Julie sourit, elle aimait ça, quand son frère lui disait des mots doux. Ils lui rappelaient ce sentiment étroit qui la liait à son amant.
Cela faisait un an qu’ils s’étaient déclaré leur amour mutuel, après avoir passé quatorze ans de vie commune à se rechercher. Nathan avait 17 ans, et Julie venait d’avoir 15 ans.
Mais leurs parents, découvrant l’inconvenable vérité, avaient décidé de les séparer, leur père partant vivre dans une région du Nord de la France, et leur mère restant là, à Bordeaux.
Malgré cela, Nathan trouvait toujours un moyen de parler à sa sœur, quand il le pouvait, c’est-à-dire, chaque soir…
« Ca fait longtemps… Depuis qu’on l’a fait… » lui répondit-elle alors.
Elle parlait évidemment du jour où ils avaient osé passer le cap. Ce jour où leurs parents étaient partis faire des courses. Ils s’étaient retrouvés dans leur lit nuptial et l’avait fait.
D’abord timide, Julie avait caressé le torse de Nathan pendant un long moment, tout en embrassant les lèvres de son frère, entremêlant les langues, puis était descendu jusqu’à découvrir son sexe en érection. Elle avait joué avec, le masturbant un moment, tandis que lui la caressait aussi, avant de lui dire qu’elle était prête.
Il s’était alors relevé, en prenant appui sur ses coudes, et avait délicatement penché le corps de la jeune fille sur le matelas, avant de se placer au dessus d’elle. Il l’avait alors pénétrée, avec une délicatesse sans précédent, et elle avait aimé ça, oh oui, elle avait beaucoup aimé, ils s’étaient aimés. Leur voix ne s’étaient même pas tues alors qu’ils chevauchaient ensembles.
Seulement leurs parents étaient rentrés beaucoup plus tôt qu’ils ne l’avaient prévu, les découvrant enlacés, nus, dans leur lit, Nathan sur Julie, les enfants transpirant, le souffle court… Et l’un dans l’autre.
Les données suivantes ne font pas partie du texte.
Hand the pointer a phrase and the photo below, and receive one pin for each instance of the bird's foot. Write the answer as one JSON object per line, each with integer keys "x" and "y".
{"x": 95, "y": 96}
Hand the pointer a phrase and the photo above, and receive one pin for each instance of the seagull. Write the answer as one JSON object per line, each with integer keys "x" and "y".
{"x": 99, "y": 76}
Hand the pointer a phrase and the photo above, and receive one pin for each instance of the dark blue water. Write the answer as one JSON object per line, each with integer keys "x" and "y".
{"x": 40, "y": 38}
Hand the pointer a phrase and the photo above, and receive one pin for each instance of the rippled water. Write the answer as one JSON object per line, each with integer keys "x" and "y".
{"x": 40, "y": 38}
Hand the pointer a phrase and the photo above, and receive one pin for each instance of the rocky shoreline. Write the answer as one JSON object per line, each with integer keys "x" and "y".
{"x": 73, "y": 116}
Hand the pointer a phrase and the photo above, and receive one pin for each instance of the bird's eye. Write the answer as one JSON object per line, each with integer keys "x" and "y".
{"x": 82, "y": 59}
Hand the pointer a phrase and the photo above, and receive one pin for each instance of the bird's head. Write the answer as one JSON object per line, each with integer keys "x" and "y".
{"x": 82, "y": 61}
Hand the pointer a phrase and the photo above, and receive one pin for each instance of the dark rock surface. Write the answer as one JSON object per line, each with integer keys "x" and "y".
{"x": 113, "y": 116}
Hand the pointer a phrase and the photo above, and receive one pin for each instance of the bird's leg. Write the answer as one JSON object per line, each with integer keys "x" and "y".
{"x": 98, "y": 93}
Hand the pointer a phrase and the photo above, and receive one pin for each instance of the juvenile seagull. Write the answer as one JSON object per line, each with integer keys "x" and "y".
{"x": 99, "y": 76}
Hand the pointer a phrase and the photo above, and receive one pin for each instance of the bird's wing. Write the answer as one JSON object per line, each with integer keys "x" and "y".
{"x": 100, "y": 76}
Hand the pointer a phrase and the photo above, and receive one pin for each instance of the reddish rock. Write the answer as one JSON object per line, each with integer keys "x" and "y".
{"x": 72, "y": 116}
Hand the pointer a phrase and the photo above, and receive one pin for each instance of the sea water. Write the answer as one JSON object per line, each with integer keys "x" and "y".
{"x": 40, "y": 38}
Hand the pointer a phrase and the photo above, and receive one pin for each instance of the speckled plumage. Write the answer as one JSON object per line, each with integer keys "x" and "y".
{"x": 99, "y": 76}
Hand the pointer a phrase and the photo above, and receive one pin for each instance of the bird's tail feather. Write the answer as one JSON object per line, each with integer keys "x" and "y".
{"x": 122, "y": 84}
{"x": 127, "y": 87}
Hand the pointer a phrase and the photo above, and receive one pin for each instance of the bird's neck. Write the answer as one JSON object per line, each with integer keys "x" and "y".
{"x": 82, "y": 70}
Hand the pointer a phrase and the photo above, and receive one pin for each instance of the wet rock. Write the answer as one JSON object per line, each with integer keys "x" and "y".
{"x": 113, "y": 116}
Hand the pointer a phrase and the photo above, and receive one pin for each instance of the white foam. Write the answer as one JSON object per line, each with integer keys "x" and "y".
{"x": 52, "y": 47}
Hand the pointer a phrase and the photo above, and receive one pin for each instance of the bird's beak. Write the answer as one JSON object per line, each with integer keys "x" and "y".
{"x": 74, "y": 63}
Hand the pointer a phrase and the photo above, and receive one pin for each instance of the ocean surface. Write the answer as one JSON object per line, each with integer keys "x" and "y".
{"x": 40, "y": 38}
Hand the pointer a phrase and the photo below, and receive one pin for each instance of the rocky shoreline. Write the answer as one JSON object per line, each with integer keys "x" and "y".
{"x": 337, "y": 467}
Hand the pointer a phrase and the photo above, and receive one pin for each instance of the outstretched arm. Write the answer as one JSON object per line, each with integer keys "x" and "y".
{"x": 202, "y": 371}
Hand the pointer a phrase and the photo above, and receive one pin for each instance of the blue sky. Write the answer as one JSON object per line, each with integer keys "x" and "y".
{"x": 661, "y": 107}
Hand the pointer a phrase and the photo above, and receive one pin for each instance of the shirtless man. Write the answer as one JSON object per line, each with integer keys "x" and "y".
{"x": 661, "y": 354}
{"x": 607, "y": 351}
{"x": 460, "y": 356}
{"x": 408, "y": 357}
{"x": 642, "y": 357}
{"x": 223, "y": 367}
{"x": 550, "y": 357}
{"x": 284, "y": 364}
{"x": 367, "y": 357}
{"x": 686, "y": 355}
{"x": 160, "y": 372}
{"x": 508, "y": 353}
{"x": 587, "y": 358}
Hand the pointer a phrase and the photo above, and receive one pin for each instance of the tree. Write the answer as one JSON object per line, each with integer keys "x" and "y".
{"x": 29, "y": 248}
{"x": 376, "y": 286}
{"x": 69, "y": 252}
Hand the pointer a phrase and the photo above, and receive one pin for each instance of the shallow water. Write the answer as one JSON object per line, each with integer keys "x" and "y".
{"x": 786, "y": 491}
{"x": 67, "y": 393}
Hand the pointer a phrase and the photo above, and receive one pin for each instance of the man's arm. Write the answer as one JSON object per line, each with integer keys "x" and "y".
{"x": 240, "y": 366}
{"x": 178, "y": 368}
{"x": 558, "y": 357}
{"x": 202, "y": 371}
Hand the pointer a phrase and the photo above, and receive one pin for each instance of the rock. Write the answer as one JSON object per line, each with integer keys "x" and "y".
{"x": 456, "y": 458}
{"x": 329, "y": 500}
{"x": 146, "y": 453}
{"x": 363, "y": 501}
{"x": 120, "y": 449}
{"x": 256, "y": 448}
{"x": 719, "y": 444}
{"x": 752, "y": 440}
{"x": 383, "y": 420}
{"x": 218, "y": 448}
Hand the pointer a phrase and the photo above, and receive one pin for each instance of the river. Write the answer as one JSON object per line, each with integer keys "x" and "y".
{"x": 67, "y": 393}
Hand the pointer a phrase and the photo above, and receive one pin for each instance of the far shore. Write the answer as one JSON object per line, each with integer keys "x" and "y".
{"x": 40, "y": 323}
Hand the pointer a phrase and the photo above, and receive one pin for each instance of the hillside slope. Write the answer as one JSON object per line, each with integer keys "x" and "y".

Ceux-ci avaient alors crié en voyant l’inceste qui se déroulait sous leurs yeux, et les enfants ne se souciaient même pas de leur présence, continuant leurs ébats, comme s’ils étaient dorénavant dans un autre monde.
Les parents les avaient alors séparés avant d’entamer une dispute telle que personne au monde n’en avait jamais vu, avant de prendre la décision de se séparer, ‘‘pour le bien de leurs enfants’’. Mais eux s’en fichaient, ils l’avaient quand même fait, et rien de plus n’importait pour eux, ils s’étaient enfin tout dit, et tout fait.
Nathan habitait désormais avec sa mère, et Julie avec son père. Tous deux étaient privés de se voir, mais ils se téléphonaient tous les jours, ou presque, quelques minutes, pour garder le contact.
Et Julie rêvait, rêvait de cette dernière journée qu’elle avait passée avec lui, dans ses bras. Elle pleurait aussi, car son frère lui manquait énormément, elle voulait le revoir, mais elle savait que cela était impossible.
« Allo ? Allo ? Julie ? Tu es là ? » répéta Nathan pour la quatrième fois.
Mais Julie ne lui répondait plus, elle était dans ses rêves, perdue dans un océan de brume, le foulard toujours un peu plus serré autour de son cou, son sourire gardé à jamais, ainsi que le souvenir de l’amour qu’elle portait pour son frère, son petit péché à elle.